こんなに自分がカール様に惹かれるのは、前世でフウコ様の怨念が、私に宿ってるからだろうけど。
多分、前世の私。すなわちフウコ様にとってカール(カレン)様は全てだったのでしょう。
このトキメく想いは、私と風子様は時空を超えた一心同体なのだと思うわ。
◇
「あ、そうそうウェンディ、もう一つ話があった。ハーバートからの連絡だが、王妃は王都を追放され辺境地の牢獄屋敷へ幽閉されたそうだ、親族たちもそれぞれ刑罰を受けて爵位を剥奪された」
私に説明したライナス兄様の顔からは、笑顔はなく厳しい顔つきに変わっていた。
「え、それは誠でございますか?」
私は驚いた。
「ああ、俺の想像以上に国王はお前の暗殺未遂にお怒りだったようだ。──今までも王妃の親族たちは、地方高官達と癒着して賄賂等で相当悪事を重ねてたらしい。そこへきてお前に対する数々の嫌がらせと、異国での殺害未遂が発覚したからな。まあ自業自得だろう」
「そうですか……あ、ではエミリーはどうなりますの?」
「ああエミリー姫。か……」
エミリー姫とは王妃の実娘であり私の異母妹だった。
私よりも4つ下で、まだデビュタントに満たない少女だ。
「ああ、エミリー姫は王妃の元で暮らしたいと希望してる。よほど母娘は仲が良いんだな。まあ、牢獄と言っても地方の屋敷に幽閉されるだけで拷問とかは一切ない。王妃の身分をはく奪されただけだ。母娘の身の回りは、今まで通りお付の侍女や乳母もいる。庭園の散歩も自由にできるし、日曜教会への参列並びにバザーなどの観光もできる、まあ監視付きだがな」
「ああ左様ですか。それは良かった……」
私はほっと胸をなでおろした。
「だがな、エミリー姫も少女とはいえ、これまでお前に対して数々の嫌がらせをしてきた。母親が亡くなれば城には戻れずに最果ての修道院に贈られる運命だよ」
「そんな……エミリーは私より年下なのに、修道女だなんて気の毒すぎますわ」
「はあ、そんな可愛げのある妹姫ではなかろう。俺もハーバートもあの親子に間者を放っていたが、お前は度々、エミリー姫からも酷い扱いを受けていただろう?」
「でも……あの子は王妃様のいう事を真面目に信じていただけですわ」
「まあな。だが第一王女を貶めた罪は罪だ」
「そうよウェンディ。
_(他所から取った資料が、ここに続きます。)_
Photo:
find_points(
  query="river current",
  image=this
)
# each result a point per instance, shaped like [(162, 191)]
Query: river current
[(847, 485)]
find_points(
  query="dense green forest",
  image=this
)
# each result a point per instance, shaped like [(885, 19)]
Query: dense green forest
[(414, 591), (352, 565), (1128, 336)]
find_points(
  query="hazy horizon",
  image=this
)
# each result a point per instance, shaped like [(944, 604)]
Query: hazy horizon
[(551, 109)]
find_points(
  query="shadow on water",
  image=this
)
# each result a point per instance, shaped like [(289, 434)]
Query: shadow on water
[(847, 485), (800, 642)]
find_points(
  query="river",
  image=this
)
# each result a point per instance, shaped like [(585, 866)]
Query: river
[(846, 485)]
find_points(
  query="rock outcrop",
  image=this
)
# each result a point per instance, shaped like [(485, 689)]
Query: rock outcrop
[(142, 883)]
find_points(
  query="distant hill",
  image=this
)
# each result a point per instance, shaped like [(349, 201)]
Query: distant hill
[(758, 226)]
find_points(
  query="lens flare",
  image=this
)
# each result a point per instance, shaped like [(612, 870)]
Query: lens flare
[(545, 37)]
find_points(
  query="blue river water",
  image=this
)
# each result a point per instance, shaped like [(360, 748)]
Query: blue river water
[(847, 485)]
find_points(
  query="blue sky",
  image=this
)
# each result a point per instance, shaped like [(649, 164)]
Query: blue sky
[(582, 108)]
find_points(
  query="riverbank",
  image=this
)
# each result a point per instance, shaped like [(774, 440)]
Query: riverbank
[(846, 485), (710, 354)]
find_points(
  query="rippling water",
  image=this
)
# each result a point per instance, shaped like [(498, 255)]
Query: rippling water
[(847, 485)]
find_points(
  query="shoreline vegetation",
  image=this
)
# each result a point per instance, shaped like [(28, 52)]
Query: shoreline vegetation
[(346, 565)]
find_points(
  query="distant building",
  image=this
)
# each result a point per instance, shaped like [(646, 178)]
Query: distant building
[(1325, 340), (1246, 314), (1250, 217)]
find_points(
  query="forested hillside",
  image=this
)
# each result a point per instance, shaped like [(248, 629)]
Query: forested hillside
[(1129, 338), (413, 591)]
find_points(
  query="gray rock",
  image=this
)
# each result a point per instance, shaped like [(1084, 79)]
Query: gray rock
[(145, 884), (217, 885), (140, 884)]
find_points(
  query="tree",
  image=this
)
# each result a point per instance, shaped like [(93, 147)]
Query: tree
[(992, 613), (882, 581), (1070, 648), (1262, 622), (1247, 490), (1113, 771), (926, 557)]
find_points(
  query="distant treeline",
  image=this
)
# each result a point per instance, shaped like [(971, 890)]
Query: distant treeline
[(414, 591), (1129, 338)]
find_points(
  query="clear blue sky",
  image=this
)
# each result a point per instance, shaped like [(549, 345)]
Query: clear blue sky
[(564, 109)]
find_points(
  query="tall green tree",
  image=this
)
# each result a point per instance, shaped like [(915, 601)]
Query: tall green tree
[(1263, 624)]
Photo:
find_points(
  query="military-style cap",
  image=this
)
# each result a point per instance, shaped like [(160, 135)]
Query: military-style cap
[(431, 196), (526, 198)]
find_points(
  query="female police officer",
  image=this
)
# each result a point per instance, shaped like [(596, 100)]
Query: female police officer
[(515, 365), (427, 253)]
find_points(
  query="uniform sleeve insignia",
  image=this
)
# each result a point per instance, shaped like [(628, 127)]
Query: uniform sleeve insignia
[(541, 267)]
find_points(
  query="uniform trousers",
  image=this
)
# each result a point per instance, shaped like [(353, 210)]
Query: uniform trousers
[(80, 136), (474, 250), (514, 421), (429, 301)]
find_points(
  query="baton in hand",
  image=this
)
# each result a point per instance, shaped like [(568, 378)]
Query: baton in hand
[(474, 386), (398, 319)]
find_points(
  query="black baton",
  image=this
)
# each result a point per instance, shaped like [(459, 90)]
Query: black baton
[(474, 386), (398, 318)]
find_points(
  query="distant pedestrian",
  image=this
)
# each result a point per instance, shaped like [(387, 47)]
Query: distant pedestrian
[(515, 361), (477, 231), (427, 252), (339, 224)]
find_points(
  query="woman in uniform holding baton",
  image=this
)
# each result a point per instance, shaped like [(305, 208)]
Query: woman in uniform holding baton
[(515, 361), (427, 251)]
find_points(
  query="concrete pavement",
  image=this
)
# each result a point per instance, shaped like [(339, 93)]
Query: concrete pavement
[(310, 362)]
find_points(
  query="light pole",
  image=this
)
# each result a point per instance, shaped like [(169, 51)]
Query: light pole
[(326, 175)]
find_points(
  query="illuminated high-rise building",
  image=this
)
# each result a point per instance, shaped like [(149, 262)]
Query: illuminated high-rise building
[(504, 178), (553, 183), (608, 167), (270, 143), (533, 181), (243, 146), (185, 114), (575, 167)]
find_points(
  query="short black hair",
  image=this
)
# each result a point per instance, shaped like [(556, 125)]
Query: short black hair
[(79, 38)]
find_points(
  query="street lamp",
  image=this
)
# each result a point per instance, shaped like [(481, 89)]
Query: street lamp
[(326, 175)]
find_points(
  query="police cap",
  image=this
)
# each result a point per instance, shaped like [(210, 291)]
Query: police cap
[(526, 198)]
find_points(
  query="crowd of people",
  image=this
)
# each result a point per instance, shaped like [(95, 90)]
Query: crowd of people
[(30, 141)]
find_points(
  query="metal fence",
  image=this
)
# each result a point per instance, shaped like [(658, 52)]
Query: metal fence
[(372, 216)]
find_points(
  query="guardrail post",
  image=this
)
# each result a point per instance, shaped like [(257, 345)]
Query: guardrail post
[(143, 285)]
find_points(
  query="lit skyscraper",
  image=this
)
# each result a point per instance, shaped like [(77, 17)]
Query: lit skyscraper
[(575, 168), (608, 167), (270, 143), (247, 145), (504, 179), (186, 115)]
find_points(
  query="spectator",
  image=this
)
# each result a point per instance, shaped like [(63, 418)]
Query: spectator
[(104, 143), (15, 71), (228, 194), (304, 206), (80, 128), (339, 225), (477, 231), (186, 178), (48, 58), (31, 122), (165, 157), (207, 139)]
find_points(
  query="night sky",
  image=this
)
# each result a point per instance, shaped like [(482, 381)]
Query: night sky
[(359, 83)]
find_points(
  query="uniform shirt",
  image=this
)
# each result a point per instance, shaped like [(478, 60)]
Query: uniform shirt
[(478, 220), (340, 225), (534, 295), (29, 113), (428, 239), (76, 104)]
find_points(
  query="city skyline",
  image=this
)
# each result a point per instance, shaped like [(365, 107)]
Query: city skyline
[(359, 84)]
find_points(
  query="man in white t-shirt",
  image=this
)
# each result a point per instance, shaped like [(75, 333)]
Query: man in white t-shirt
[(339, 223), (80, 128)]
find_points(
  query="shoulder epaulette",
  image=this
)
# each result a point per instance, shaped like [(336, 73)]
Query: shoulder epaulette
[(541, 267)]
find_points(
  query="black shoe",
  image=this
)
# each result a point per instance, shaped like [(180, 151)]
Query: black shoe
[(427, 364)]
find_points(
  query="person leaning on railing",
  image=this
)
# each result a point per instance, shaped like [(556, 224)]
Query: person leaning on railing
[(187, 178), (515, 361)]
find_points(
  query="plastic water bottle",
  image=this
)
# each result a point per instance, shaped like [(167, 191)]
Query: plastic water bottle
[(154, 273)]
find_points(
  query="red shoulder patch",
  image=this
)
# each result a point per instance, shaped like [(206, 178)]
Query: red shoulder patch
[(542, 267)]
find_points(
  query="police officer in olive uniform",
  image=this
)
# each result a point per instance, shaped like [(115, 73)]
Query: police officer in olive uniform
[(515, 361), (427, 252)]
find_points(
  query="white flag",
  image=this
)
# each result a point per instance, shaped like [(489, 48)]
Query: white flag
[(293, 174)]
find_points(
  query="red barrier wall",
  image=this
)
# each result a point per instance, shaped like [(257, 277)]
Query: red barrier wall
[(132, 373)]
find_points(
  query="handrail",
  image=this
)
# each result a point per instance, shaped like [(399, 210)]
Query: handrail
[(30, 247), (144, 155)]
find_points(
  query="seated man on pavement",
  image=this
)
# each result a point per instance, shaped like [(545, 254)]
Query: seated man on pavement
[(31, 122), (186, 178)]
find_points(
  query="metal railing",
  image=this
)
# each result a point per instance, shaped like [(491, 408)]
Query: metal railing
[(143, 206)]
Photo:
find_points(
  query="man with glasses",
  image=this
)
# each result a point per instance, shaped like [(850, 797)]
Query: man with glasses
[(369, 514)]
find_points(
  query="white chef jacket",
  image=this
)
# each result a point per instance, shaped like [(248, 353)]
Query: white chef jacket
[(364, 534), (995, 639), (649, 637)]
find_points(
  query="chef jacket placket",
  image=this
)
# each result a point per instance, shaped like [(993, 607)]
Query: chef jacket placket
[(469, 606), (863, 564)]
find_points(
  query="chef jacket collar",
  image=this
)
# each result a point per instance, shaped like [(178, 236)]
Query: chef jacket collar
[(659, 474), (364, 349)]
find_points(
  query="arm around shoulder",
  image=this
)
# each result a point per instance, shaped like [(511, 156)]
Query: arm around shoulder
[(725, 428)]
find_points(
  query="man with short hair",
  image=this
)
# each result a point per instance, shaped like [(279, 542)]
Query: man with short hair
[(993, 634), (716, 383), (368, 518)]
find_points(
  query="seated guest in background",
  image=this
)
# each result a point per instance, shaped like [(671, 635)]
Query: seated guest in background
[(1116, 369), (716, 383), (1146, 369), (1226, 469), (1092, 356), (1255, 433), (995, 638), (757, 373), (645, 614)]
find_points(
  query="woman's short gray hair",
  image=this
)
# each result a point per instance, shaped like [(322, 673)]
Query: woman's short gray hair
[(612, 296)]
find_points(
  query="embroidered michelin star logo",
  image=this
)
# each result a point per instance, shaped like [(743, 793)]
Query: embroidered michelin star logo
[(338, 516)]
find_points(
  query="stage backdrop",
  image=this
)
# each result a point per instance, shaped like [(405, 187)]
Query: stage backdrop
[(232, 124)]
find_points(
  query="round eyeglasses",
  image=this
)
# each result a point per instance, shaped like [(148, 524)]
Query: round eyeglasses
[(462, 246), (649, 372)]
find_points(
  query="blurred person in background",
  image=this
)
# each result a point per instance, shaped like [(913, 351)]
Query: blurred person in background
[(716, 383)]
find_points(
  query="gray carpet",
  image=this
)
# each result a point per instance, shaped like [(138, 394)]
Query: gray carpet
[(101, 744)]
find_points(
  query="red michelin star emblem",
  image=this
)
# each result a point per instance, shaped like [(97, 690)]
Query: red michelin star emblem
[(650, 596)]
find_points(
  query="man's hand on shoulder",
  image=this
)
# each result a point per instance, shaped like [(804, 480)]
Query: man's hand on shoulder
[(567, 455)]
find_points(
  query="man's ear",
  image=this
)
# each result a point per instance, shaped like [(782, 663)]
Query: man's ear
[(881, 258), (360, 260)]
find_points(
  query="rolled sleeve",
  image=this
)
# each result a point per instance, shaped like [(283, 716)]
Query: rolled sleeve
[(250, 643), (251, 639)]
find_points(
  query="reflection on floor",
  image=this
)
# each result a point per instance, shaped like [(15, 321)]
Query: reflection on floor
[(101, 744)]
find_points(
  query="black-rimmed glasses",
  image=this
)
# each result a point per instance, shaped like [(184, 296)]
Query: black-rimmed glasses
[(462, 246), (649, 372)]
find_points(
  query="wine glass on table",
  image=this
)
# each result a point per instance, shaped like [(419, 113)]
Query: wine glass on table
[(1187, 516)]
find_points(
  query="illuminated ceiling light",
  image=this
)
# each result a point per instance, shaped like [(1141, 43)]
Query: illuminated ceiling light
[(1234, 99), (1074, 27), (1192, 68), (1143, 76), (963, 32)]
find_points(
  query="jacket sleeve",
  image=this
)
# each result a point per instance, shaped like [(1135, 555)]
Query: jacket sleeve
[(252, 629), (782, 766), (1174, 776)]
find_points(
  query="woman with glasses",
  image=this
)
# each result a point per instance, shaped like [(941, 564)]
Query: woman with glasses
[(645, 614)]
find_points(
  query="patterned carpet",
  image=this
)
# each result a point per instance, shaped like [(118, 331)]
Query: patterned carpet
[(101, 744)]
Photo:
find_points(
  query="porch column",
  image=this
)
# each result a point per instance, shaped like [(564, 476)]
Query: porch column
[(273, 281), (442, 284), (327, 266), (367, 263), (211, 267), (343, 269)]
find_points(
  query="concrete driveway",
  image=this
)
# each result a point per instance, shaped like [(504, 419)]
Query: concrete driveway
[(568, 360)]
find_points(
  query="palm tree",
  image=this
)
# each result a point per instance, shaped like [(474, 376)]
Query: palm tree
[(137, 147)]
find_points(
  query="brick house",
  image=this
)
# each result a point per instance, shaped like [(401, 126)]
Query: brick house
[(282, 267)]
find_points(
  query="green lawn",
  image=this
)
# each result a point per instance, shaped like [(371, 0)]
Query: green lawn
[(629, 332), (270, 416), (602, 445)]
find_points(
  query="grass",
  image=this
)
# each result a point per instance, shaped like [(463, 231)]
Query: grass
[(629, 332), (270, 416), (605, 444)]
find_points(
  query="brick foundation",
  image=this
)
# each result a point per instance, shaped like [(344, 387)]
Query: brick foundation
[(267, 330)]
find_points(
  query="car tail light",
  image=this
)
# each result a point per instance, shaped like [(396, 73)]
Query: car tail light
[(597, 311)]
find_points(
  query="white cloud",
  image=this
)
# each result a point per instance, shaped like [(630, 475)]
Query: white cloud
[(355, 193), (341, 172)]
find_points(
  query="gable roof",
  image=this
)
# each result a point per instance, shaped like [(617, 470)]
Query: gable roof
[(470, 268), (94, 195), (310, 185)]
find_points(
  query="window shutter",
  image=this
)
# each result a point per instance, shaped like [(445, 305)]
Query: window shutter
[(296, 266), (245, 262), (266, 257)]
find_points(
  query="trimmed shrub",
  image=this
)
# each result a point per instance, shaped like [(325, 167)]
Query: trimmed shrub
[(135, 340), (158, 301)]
妹を庇う気持ちは同情するけど……」
アメリア姉さまもライナス兄様に同調した。
「そうですね、エミリーが最後まで王妃と暮らしたいと言うなら、それが2人にとって一番良い事なのかもしれないですね……」
と私は二人にはいったが、少し寂しくなった。
エミリーは生意気だったけど、けっして嫌いじゃなかった。
あの明るくて無邪気なエミリーと、二度と逢えないと思うと一抹の寂しさを感じたのだ。
「ねぇウェンディ、大丈夫?」
アメリア妃は、ウェンディ姫が気落ちしてるのを見て心配そうに見つめた。
こういう心遣いはさすがアメリア姉さまだ。
「アメリア姉さま、大丈夫です。心配には及びません。私はもうデラバイトには戻りませんし、一切気にしない事にしますわ」
「え、母国に戻らないって、それはどういう意味なの?」
「アメリア姉さま、私はこの国に住んでカール伯爵様の妻になりたいのです!」
「あらま?」
「おいウェンディ、お前正気か?」
今度はライナスお兄様が驚いた。
「もちろん本気ですわ、ライナスお兄様。冗談でこんな大切なこと言いませんわ」
「だってウェンディ、そうは言ってもデラバイトの国王が、このまますんなりと結婚は許さないよ。いくらカールがお前の命を救ったとしても、あいつの身分は低い」
「そんなの、へっちゃらですわよ。いざとなったらカール様と駆け落ちするまでですわ!」
「「駆け落ち!」」
ライナスお兄様とアメリアお姉さまは同時に発した!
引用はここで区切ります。